CYSTIC-FIBROSIS MUTATIONS IN NORTH-AMERICAN POPULATIONS OF FRENCH ANCESTRY - ANALYSIS OF QUEBEC FRENCH-CANADIAN AND LOUISIANA ACADIAN FAMILIES

Abstract

A 3-bp deletion (.DELTA.F508) in the cystic fibrosis (CF) gene is the mutation on the majority of CF chromosomes. We studied 112 CF families from North American populations of French ancestry: French-Canadian families referred from hospitals in three cities in Quebec and from the Saguenay-Lac St. Jean region of northeastern Quebec and Acadian families living in Louisiana. .DELTA.F508 was present on 71%, 55%, and 70% of the CF chromosomes from the major-urban Quebec, Saguenay-Lac St.
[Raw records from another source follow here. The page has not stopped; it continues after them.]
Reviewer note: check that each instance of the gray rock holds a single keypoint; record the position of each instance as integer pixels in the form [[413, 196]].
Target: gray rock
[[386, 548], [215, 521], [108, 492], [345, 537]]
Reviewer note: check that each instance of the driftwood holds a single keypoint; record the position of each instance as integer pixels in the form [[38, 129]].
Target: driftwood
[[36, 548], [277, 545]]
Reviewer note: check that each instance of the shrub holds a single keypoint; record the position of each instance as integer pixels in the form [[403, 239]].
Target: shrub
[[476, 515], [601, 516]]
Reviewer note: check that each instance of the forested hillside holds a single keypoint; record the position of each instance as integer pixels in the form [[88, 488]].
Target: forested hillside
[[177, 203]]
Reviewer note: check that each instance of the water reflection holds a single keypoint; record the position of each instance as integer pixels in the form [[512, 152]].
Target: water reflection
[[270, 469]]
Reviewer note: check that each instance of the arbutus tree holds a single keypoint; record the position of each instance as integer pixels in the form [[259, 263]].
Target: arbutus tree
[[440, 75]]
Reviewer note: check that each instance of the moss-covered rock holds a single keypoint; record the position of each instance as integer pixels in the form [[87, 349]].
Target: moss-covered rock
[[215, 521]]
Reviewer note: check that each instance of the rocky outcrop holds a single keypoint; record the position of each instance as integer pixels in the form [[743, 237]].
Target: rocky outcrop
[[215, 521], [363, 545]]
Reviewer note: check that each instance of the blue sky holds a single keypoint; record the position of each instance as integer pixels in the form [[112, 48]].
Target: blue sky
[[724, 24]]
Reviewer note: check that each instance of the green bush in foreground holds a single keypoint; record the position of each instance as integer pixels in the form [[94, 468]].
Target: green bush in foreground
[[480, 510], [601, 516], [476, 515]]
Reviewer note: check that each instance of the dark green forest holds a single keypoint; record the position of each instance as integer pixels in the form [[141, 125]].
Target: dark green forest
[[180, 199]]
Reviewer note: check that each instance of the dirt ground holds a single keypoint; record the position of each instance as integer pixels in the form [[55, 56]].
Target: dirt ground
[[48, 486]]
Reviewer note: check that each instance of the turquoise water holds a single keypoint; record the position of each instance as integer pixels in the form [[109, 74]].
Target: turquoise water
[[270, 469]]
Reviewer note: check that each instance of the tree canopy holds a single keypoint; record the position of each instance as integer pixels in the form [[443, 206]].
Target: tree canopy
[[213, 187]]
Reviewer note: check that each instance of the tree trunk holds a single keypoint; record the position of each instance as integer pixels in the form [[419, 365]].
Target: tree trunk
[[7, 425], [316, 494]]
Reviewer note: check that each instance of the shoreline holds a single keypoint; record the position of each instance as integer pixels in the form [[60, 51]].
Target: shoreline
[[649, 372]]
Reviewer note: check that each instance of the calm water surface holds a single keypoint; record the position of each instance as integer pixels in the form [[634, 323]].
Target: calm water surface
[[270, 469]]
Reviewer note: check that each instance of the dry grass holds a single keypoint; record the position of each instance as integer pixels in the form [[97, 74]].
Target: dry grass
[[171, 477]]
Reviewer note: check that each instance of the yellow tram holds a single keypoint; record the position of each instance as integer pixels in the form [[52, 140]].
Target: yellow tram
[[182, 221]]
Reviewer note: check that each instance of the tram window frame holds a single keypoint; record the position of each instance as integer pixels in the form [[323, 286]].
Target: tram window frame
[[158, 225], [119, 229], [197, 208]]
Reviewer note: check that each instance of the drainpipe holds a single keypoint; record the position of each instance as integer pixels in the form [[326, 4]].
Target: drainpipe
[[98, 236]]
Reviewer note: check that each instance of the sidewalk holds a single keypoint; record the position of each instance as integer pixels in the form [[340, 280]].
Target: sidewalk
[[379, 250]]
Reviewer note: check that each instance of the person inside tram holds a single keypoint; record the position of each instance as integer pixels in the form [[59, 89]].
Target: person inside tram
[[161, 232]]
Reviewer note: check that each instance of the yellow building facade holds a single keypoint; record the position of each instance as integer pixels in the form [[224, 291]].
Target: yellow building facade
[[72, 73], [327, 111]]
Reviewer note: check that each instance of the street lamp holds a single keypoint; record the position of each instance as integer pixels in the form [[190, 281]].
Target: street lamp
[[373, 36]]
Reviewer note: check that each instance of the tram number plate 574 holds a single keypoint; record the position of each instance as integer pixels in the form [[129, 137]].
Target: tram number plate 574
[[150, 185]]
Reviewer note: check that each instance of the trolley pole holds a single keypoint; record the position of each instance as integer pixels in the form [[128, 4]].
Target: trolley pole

Jean, and Louisana Acadian families, respectively. A weighted estimate of the proportion of .DELTA.F508 in the French-Canadian patient population of Quebec was 70%. We found that 95% of the CF chromosomes with .DELTA.F508 had D7S23 haplotype B, the most frequent haplotype on CF chromosomes. In the Saguenay-Lac St. Jean families, 86% of the CF chromosomes without .DELTA.F508 had the B haplotype, compared with 31% for the major-urban Quebec and Louisiana Acadian families. The incidence of CF in the Saguenay-Lac St. Jean population was 1/895 live-born infants.